甲状腺から分泌される甲状腺ホルモンは私達のからだの色々な組織の代謝や機能を調節しているホルモンです。胎児期から成長期にかけては成長や精神、知能の発育にも大切な役割をもっています。甲状腺ホルモンの分泌は脳下垂体から分泌される甲状腺刺激ホルモン(TSH)によって調節されています。もし血液中の甲状腺ホルモンが不足するとTSHが分泌されて甲状腺細胞に存在するTSH受容体と結合して甲状腺ホルモンの分泌を促進し, 逆に血液中の甲状腺ホルモンが多すぎるとTSH分泌が低下して血液中の甲状腺ホルモンを低下させるように働きます。このような機構によって私達の血液中の甲状腺ホルモン濃度は一定の範囲に保たれているわけです。ところが、色々な原因でこのバランス乱されると必要以上に甲状腺ホルモンの分泌が増加したり、低下し、種々の症状が出現してきます。 分泌が過剰になる場合を甲状腺機能亢進症、逆に分泌が不足する場合を甲状腺機能低下症といいます。

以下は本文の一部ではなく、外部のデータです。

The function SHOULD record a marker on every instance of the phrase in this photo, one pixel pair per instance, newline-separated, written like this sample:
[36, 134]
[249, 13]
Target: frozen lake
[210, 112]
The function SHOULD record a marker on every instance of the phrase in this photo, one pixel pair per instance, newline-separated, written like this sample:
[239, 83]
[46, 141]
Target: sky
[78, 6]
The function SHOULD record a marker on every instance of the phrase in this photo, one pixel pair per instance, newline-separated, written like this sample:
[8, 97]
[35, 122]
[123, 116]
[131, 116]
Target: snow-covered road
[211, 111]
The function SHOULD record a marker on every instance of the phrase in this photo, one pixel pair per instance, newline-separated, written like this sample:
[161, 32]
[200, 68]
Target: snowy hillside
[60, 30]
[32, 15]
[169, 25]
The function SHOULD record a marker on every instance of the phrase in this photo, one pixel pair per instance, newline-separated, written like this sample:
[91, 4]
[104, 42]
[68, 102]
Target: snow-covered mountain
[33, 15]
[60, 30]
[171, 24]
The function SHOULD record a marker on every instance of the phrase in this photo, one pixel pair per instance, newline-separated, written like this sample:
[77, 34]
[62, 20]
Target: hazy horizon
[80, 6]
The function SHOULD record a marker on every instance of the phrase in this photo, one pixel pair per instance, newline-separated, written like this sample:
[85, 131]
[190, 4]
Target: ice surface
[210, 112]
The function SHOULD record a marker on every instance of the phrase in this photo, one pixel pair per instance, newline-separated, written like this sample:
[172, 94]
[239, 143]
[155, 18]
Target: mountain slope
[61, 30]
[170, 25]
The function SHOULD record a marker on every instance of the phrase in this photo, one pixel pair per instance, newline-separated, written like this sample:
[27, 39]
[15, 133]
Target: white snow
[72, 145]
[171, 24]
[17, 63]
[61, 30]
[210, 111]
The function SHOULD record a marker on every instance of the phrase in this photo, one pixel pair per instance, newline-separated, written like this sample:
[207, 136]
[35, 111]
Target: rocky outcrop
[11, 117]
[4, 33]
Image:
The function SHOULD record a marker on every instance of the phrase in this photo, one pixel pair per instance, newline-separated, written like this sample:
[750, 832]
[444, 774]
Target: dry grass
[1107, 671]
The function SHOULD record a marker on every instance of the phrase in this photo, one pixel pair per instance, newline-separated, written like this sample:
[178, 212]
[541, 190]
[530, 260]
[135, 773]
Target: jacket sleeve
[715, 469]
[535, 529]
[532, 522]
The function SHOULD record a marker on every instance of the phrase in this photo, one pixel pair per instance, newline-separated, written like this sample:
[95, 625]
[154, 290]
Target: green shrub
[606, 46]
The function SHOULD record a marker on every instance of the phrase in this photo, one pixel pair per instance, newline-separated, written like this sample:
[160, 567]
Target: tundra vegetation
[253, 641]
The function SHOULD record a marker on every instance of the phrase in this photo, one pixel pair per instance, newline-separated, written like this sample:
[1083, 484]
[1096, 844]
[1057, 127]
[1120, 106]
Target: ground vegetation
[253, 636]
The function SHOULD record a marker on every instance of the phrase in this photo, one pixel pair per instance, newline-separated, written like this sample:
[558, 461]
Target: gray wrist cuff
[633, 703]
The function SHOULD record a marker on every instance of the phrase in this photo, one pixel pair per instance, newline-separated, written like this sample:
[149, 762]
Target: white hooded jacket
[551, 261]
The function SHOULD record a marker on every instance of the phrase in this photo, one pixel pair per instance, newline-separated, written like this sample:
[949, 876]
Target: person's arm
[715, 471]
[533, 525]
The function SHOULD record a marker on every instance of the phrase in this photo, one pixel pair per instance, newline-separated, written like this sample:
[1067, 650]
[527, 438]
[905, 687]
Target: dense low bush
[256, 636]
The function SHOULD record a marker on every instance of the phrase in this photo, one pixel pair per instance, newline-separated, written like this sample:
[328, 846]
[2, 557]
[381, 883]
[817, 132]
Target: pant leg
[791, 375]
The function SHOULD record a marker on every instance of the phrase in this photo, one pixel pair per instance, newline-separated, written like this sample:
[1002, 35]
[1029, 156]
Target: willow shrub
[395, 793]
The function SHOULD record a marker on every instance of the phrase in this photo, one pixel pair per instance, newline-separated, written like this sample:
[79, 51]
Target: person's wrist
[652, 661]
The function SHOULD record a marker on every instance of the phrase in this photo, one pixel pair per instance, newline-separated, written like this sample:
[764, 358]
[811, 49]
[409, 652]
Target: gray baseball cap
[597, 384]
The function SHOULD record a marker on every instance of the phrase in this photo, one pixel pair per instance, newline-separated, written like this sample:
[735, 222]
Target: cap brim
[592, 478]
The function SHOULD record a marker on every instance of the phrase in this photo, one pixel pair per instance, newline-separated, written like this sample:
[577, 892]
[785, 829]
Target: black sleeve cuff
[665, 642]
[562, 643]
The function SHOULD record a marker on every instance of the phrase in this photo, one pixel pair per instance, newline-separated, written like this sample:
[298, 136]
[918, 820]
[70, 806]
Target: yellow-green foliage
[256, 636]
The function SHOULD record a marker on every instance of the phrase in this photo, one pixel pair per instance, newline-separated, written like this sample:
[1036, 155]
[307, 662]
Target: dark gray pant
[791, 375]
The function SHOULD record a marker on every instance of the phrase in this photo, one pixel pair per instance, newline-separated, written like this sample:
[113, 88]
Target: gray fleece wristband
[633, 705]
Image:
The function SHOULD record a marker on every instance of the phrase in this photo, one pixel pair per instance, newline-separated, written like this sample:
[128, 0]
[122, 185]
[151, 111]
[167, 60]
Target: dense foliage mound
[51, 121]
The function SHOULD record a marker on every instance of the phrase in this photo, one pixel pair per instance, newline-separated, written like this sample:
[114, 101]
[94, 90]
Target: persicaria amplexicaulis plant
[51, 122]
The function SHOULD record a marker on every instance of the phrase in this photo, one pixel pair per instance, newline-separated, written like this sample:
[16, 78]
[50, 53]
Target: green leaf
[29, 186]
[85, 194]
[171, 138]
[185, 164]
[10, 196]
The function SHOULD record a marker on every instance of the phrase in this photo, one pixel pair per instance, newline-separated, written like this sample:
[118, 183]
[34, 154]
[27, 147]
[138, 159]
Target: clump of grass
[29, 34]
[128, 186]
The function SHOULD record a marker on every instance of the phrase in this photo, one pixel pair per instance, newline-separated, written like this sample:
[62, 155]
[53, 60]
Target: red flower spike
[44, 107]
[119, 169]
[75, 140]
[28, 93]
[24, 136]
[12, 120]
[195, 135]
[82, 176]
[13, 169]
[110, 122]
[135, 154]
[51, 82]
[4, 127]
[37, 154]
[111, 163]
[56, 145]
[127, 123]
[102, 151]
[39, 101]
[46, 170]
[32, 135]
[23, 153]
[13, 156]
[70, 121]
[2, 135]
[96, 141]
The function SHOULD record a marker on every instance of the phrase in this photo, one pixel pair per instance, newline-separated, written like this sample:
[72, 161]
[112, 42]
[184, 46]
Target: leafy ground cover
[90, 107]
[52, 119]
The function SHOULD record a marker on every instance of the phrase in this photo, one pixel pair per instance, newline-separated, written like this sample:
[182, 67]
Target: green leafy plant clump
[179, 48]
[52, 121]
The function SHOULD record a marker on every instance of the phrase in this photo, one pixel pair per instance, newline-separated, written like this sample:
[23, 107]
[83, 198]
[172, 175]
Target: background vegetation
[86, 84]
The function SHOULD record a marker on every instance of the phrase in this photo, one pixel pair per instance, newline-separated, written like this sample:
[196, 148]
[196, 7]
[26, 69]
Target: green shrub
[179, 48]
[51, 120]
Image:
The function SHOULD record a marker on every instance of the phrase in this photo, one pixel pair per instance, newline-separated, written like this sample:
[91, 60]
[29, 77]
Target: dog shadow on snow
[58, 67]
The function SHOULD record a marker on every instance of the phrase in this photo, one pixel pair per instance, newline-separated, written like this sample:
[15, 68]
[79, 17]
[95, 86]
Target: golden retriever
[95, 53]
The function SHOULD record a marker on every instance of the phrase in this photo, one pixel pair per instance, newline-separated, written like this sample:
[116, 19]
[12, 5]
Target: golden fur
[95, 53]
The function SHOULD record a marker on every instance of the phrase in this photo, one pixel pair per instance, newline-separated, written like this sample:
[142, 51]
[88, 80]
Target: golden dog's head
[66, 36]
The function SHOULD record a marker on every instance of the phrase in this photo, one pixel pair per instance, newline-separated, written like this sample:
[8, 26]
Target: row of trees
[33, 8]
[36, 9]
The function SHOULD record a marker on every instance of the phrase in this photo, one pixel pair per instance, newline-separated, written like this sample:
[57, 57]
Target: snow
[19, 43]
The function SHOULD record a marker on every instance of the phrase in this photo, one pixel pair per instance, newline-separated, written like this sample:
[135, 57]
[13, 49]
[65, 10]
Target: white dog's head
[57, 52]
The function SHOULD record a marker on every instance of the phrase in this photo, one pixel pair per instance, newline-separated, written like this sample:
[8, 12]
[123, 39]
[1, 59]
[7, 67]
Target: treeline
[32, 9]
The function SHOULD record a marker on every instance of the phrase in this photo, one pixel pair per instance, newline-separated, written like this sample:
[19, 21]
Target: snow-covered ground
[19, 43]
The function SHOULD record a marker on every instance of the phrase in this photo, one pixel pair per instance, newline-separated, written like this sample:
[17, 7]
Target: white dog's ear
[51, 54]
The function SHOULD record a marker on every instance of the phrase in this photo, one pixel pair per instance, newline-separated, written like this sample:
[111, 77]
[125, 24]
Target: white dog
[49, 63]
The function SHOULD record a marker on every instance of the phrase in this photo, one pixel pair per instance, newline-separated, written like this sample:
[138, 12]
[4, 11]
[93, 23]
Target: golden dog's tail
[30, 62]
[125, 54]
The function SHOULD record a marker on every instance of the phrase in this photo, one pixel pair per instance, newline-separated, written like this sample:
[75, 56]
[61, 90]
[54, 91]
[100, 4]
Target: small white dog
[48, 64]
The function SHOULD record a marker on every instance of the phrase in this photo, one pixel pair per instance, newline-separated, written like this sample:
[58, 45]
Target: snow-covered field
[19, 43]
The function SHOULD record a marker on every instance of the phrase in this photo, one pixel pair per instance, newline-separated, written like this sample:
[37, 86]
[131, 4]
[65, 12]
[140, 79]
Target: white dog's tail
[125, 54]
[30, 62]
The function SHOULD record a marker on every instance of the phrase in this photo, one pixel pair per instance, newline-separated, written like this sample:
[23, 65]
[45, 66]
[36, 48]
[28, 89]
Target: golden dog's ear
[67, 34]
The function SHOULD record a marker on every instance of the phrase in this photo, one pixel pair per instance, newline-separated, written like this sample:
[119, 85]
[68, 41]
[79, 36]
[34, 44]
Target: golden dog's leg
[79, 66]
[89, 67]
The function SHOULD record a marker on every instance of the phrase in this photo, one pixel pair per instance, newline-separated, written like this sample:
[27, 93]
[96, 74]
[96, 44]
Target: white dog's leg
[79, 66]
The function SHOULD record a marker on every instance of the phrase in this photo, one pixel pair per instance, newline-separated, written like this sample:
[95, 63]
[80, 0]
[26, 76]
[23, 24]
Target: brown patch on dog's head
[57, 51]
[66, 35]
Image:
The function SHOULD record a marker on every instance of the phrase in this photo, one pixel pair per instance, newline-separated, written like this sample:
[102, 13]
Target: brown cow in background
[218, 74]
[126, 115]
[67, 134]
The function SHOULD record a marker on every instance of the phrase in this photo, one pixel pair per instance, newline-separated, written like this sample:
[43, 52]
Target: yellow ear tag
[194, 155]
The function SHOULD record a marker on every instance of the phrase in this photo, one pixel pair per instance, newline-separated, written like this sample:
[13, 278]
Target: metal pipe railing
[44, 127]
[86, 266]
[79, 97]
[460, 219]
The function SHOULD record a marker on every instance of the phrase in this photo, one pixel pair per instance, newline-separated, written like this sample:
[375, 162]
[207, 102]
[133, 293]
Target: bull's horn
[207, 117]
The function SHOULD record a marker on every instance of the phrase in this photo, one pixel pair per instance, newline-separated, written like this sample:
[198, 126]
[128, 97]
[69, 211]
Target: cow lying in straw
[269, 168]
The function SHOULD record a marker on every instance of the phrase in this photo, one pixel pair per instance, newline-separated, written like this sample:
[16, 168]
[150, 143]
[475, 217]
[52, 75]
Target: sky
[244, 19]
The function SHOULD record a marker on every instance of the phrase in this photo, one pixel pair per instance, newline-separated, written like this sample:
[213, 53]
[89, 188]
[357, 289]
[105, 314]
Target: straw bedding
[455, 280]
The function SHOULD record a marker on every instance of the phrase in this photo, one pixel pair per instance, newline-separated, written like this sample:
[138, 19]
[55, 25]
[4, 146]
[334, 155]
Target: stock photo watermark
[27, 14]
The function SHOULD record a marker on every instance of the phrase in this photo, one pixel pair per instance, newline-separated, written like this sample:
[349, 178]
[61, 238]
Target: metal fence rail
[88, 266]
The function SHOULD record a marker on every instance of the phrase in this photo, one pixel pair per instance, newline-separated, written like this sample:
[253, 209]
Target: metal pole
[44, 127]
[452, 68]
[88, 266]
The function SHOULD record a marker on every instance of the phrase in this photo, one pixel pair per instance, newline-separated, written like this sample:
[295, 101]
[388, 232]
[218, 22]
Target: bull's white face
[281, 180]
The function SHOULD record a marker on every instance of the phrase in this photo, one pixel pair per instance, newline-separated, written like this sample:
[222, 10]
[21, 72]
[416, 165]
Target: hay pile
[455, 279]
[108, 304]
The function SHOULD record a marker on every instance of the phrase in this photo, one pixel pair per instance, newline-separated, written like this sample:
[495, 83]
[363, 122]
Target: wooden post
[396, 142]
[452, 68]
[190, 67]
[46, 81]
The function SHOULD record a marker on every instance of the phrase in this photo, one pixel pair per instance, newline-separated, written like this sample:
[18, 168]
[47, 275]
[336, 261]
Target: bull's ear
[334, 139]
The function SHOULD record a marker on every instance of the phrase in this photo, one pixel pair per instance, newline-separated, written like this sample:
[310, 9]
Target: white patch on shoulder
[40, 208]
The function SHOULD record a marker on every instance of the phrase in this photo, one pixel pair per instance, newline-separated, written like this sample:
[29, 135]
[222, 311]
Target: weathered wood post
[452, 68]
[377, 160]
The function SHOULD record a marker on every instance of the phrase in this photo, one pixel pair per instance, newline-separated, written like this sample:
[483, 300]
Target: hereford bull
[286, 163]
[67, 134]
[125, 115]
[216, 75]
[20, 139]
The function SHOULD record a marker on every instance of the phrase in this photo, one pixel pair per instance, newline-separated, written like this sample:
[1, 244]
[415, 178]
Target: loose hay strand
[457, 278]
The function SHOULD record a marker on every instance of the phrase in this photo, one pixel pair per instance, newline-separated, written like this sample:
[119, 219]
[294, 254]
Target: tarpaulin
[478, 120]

甲状腺よりの甲状腺ホルモン(T4、T3の分泌は下垂体より分泌されるTSHによって刺激され、TSHは視床下部より分泌されるTRHによって刺激されます。血中に甲状腺ホルモンが過剰な場合には甲状腺ホルモンにより下垂体および視床下部よりのTSH,TRHの分泌が抑制されます。
視床下部ホルモンであるソマトスタチンもTSHの分泌を抑制することが判明しています。